Tuesday, September 08, 2009
Real Cajun, Real Simple
Travel is not just good for the soul, it's good for the table, as contributor Jim Dixon of Real Good Food found on a recent trip to New Orleans. You can find Jim on Tuesdays from 4:30 till 6:30 pm at Activspace, 833 SE Main #110-111, on the ground floor in the inner courtyard and at the Portland Farmers' Market on Sat., Aug. 29.
Last week I picked up a copy of Real Cajun: Rustic Home Cooking from Donald Link's Louisiana by the chef-owner of Cochon in New Orleans (he also owns Herbsaint). We had an amazing meal at Cochon last month, one that featured local ingredients prepared simply. Like the corn calas, pan-fried fritters made with cornmeal, cooked rice, and fresh corn and served with tomatoes tossed in olive oil and vinegar.
I was struck by the similarities with what I like to cook. Many dishes use a base of aromatic vegetables to build flavor, and what they call the trinity in Louisiana—onion, celery, and bell pepper cooked in fat—is basically the sofrito that’s the start of many Italian preparations.

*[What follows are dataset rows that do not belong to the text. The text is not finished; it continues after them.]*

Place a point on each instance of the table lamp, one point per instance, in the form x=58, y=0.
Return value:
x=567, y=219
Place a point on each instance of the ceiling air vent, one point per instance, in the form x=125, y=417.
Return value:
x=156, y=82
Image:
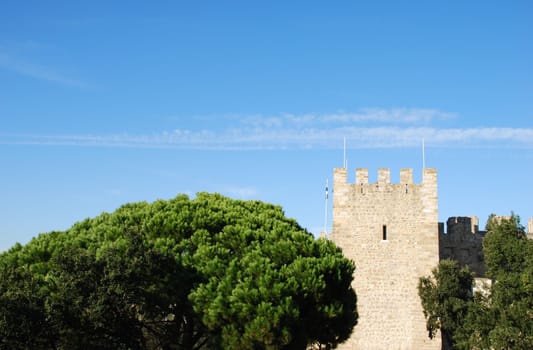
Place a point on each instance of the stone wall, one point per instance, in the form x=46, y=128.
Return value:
x=463, y=242
x=390, y=231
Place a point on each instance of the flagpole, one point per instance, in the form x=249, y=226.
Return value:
x=326, y=212
x=423, y=154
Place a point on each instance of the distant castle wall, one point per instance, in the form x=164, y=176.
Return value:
x=390, y=231
x=462, y=241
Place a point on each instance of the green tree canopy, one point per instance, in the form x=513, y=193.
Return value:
x=501, y=317
x=210, y=272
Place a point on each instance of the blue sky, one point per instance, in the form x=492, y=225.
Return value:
x=108, y=102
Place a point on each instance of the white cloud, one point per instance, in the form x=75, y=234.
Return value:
x=241, y=192
x=400, y=127
x=36, y=71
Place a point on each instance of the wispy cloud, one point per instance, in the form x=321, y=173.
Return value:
x=36, y=71
x=305, y=132
x=241, y=192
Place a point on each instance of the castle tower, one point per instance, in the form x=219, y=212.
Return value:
x=390, y=231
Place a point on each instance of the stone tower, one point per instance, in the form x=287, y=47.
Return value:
x=391, y=233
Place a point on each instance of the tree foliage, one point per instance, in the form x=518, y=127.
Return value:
x=500, y=318
x=210, y=273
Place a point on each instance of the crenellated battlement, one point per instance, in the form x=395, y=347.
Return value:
x=383, y=183
x=390, y=231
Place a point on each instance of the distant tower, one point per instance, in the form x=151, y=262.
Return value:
x=391, y=233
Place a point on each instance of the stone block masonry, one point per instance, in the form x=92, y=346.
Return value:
x=391, y=232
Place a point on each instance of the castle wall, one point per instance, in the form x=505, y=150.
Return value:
x=463, y=242
x=390, y=231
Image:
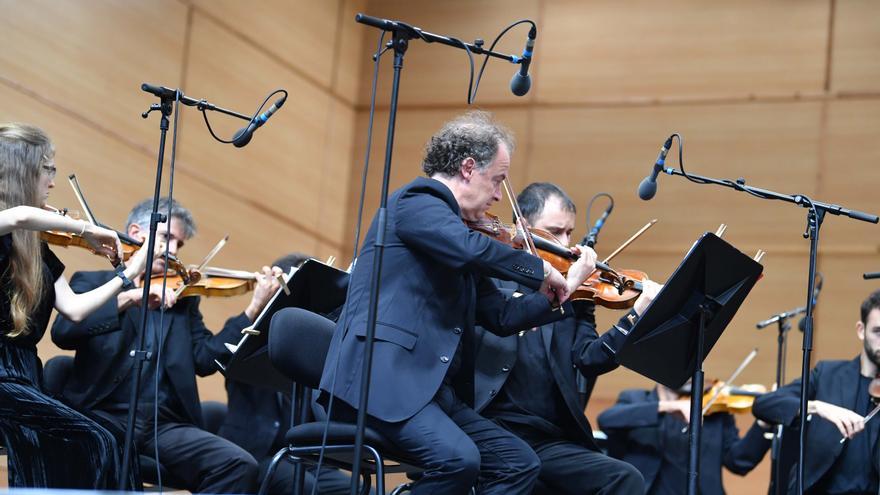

So I was already feeling a little Cajun when I saw the fresh okra at the Groundworks booth last week at the farmers market. I got some, along with some yellow paste tomatoes, and made this:
Tomatoes and Okra
Adapted from Real Cajun: Rustic Home Cooking from Donald Link's Louisiana
Link’s technique of cooking the okra separately in hot oil keeps it from getting that slimy quality.
Cut a few slices of bacon into small pieces and cook in a little olive oil until browned (you could leave this out and just use olive oil, but it won’t be quite as delicious). Add a chopped onion, a pinch of salt, and, if you like a little heat, all or part of a finely chopped jalapeno or other mildly hot-to-incendiary pepper. Cook for a few minutes, then add 8 to 10 coarsely chopped paste tomatoes (e.g. Romas or similar; you can use slicing tomatoes, but you’ll need to cook them longer to reduce the liquid, or you could use a can of tomatoes). Add a decent splash of Katz Gravenstein Apple Cider Vinegar and cook for 20 minutes or until it thickens a bit. Adjust the salt.
Slice the okra into one inch chunks and cook in fairly hot olive oil until nicely browned, about 5 minutes. Add to the tomatoes and cook for another 10 minutes. Serve hot.